英語圏にいる方は、一般的に1日8時間程度は英語に接しているものです。帰国後は、勉強という感覚ではなく以下のポイントに心がけながら、好きなことを毎日少しずつ続けることが大切です。
◆ 最低でも1日30分 …… 1週間に1度まとめて英語に取り組むので はなく、毎日少しずつ続けることが効果的。
◆ 保護者が子どもと一緒に英語に取り組む …… 勉強だと捉えず、楽しく触れるよう努める。

帰国後の「学校選び」のポイント

「学校選び」では、単に進学実績を見るのではなく、先生が帰国生のことを十分理解しているか、帰国生のためのカリキュラムが整備されているか、そして帰国生の割合などにも注目しましょう。
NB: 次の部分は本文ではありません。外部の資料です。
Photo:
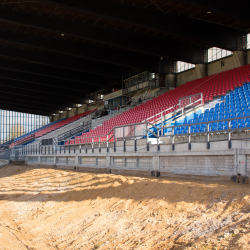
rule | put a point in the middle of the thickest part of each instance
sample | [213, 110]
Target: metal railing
[79, 129]
[134, 132]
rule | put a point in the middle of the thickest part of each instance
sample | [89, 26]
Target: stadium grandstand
[154, 87]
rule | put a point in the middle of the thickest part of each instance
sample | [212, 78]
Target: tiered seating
[62, 123]
[236, 104]
[211, 86]
[48, 128]
[29, 136]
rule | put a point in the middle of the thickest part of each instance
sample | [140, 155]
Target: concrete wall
[237, 60]
[231, 62]
[70, 113]
[248, 57]
[202, 165]
[198, 72]
[218, 161]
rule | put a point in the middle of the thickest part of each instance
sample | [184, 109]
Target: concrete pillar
[156, 163]
[170, 79]
[200, 70]
[239, 58]
[77, 160]
[108, 161]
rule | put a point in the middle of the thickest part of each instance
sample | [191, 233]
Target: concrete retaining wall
[218, 161]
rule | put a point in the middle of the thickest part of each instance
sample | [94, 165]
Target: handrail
[198, 123]
[190, 104]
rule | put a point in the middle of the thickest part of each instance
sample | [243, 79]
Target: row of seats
[234, 105]
[210, 86]
[62, 123]
[48, 128]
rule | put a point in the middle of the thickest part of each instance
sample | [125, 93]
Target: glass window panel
[119, 161]
[88, 160]
[101, 161]
[131, 162]
[71, 160]
[182, 66]
[61, 160]
[248, 41]
[217, 53]
[145, 162]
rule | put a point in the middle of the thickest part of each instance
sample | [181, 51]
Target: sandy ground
[44, 209]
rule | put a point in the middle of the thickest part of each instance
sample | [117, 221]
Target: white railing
[184, 103]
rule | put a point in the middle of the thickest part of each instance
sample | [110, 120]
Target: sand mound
[58, 209]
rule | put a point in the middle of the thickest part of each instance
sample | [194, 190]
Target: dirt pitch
[44, 209]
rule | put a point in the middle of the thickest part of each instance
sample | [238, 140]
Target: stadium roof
[54, 53]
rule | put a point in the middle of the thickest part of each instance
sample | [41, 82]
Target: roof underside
[53, 54]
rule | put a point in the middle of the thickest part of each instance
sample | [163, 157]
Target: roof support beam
[25, 109]
[181, 27]
[228, 8]
[48, 84]
[36, 100]
[18, 87]
[175, 50]
[71, 65]
[99, 55]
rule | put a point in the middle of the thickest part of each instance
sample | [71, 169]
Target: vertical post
[107, 143]
[161, 124]
[147, 143]
[158, 139]
[173, 145]
[114, 141]
[208, 140]
[229, 140]
[189, 138]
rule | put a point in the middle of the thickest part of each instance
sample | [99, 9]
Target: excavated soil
[44, 209]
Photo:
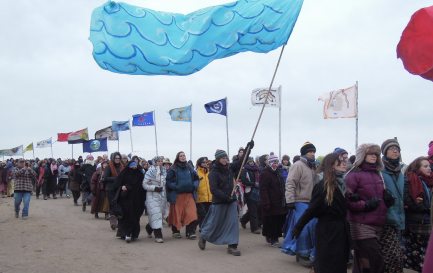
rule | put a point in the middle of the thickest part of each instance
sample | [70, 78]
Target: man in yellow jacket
[204, 196]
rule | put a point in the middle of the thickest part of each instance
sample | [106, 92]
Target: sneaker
[201, 243]
[177, 235]
[233, 251]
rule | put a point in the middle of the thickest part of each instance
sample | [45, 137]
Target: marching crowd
[370, 209]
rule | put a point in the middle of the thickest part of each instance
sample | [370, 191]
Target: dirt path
[59, 237]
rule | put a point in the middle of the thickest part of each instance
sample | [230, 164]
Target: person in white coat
[156, 200]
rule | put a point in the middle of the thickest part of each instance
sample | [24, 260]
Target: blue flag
[139, 41]
[217, 107]
[120, 125]
[181, 114]
[145, 119]
[95, 145]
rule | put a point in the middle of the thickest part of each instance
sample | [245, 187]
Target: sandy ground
[59, 237]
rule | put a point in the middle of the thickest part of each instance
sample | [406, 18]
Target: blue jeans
[22, 197]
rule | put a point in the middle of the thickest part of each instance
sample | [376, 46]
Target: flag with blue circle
[217, 107]
[145, 119]
[95, 145]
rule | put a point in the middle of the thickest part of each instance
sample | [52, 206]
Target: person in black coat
[131, 200]
[273, 201]
[328, 205]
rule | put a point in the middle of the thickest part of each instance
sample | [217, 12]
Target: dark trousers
[251, 215]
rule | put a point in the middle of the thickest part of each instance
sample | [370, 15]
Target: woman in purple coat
[367, 209]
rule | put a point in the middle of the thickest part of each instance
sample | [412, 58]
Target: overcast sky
[49, 83]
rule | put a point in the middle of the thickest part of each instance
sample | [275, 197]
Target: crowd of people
[370, 210]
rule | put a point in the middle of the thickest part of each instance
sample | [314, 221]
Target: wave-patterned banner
[132, 40]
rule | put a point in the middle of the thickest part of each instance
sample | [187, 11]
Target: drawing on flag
[341, 103]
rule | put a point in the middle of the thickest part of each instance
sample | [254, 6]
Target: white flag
[258, 97]
[340, 103]
[44, 143]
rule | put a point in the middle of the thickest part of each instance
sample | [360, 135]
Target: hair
[329, 177]
[415, 165]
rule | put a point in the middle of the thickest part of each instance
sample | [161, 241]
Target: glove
[371, 204]
[290, 206]
[250, 145]
[354, 197]
[388, 199]
[295, 233]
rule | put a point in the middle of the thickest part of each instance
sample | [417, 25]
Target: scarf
[415, 184]
[392, 165]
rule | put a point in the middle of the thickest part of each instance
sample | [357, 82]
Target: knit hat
[307, 147]
[340, 151]
[272, 159]
[388, 144]
[430, 149]
[220, 154]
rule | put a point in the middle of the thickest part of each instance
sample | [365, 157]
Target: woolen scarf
[415, 184]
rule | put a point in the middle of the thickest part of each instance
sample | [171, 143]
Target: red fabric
[415, 48]
[62, 137]
[415, 186]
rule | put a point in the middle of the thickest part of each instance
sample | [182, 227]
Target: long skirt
[221, 225]
[183, 212]
[415, 248]
[273, 226]
[391, 250]
[304, 245]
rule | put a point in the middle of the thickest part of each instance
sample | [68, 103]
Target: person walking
[156, 200]
[328, 205]
[24, 177]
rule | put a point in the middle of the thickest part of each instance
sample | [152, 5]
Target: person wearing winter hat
[273, 201]
[299, 187]
[367, 208]
[221, 225]
[393, 178]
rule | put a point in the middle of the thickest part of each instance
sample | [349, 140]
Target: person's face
[340, 166]
[393, 152]
[425, 168]
[182, 157]
[371, 158]
[310, 155]
[224, 161]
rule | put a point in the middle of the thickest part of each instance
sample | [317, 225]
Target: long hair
[329, 177]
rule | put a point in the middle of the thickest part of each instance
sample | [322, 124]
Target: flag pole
[279, 123]
[227, 127]
[190, 137]
[156, 137]
[130, 135]
[357, 111]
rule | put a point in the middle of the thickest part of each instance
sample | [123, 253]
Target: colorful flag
[181, 114]
[258, 97]
[217, 107]
[44, 143]
[340, 103]
[78, 137]
[29, 148]
[63, 137]
[95, 145]
[145, 119]
[133, 40]
[107, 133]
[120, 125]
[17, 151]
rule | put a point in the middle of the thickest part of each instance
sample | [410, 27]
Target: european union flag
[95, 145]
[181, 114]
[217, 107]
[120, 125]
[145, 119]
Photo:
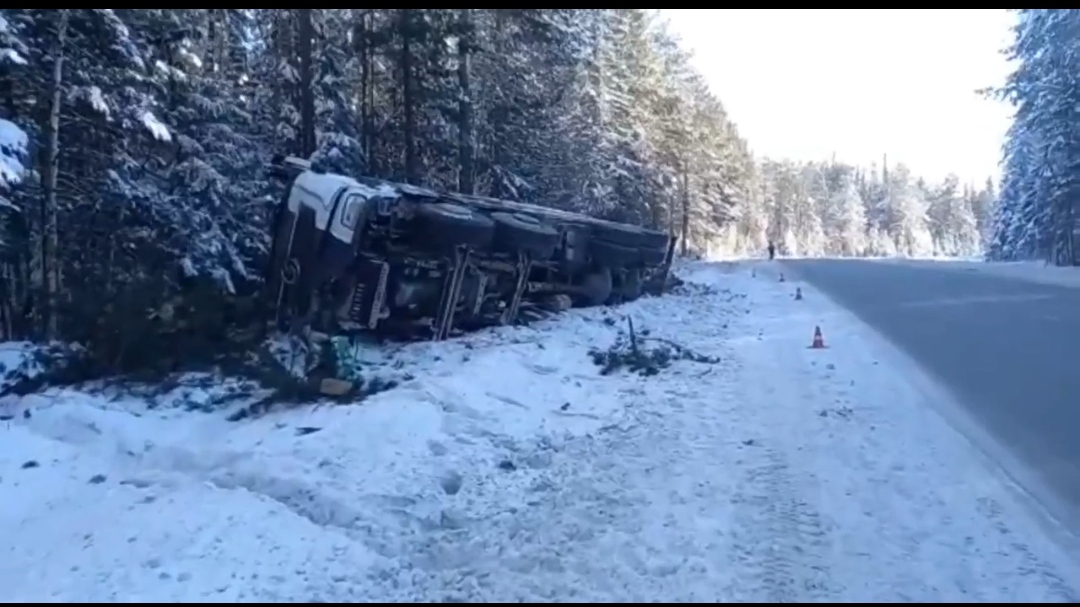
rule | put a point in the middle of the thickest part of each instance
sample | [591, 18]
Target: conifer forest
[135, 142]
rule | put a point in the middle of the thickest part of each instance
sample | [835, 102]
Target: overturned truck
[376, 256]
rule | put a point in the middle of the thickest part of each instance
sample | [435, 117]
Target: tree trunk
[686, 211]
[307, 83]
[50, 241]
[467, 147]
[408, 100]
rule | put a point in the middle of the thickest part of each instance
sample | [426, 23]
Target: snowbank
[509, 469]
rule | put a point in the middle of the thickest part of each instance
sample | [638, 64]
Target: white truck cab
[316, 230]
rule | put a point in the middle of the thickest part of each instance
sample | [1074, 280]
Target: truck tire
[629, 235]
[445, 226]
[518, 232]
[632, 284]
[611, 255]
[652, 257]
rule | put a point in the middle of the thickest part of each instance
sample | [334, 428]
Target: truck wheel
[652, 257]
[632, 284]
[629, 235]
[612, 255]
[518, 232]
[446, 225]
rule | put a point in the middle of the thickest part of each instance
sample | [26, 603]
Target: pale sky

帰国生やその保護者をサポートしてくれる核となる先生がいる学校であれば、全校に帰国生受け入れの意識が普及しているため、帰国生はのびのびでき、英語が身近なものであり続けます。いかに寄り添ってくれるか、カリキュラムがきちんと構築されているかを見極めることが重要です。

保護者の皆さまへ

私は常々「帰国後は引越しの荷ほどきをするよりも先に、まずは『英語保持の環境』を整えてあげてください」とアドバイスをしています。親御さんには、お子さまにとっての絶対的な味方でいていただきたいと思います。お子さまはその都度、環境に適用しようと必死に頑張っています。たとえ新しい環境で辛いことがあっても、親御さんが温かく見守ってあげることで、めげずに踏ん張ることができるのです。